Philippine President Rodrigo Duterte gestures while addressing police officers in Quezon city. Picture: Bullit Marquez/AP

Manila - Philippine President Rodrigo Duterte on Tuesday revoked amnesty given to an opposition senator involved in a failed coup 15 years ago and ordered his arrest, in what would be the second detainment of a senator critical of the president.

Senator Antonio Trillanes, Duterte's most vocal opponent, has repeatedly accused the president of asset concealment and backs complaints lodged with the International Criminal Court (ICC) seeking his indictment over the alleged murders of thousands of criminals and drug dealers.

An executive order printed in the pro-Duterte Manila Times newspaper said amnesty given in 2010 to the former military serviceman was voided because he had not met the minimum requirements to receive it, including admitting his guilt.

The order instructed the justice department and armed forces to pursue criminal and administrative cases against Trillanes, while police and the military were ordered to arrest him and put him in detention to face trial.

Trillanes called it "a stupid executive order" and said he would not resist arrest or try to escape.

"It's a clear case of political persecution," he told reporters at the Senate.

If Trillanes is arrested, he would be the second member of the 24-seat Senate to be detained under Duterte, joining Leila de Lima, a former justice secretary held for 18 months after being accused of facilitating drugs deals in national jails.

Both are critical of Duterte and his war on drugs and have led Senate enquiries into his role in alleged executions of criminals by police, both while the president and when mayor of southern Davao City.
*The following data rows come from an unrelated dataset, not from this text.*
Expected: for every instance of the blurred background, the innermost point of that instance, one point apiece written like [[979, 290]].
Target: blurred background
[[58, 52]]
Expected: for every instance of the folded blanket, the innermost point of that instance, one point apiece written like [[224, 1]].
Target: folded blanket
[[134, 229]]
Duterte denies wrongdoing.

The ICC in February started a preliminary examination into a complaint against the president, which accuses him of crimes against humanity.

Duterte is currently on an official visit to Israel and his spokesman was due to brief reporters there later on Tuesday.

Trillanes was granted amnesty by former President Benigno Aquino for involvement in a failed 2003 coup and mutiny in 2007.

Both incidents were against then-President Gloria Macapagal Arroyo, an ally of Duterte who in July became speaker of the lower house.

"This incident should be clear to everyone that Mr Duterte is a dictator," Trillanes said.

"He does not respect institutions. That is why we're like this: ordinary people are killed and critics are jailed."

Asked about arresting Trillanes, police spokesman Benigno Durana said any order given by judicial authorities would be complied with.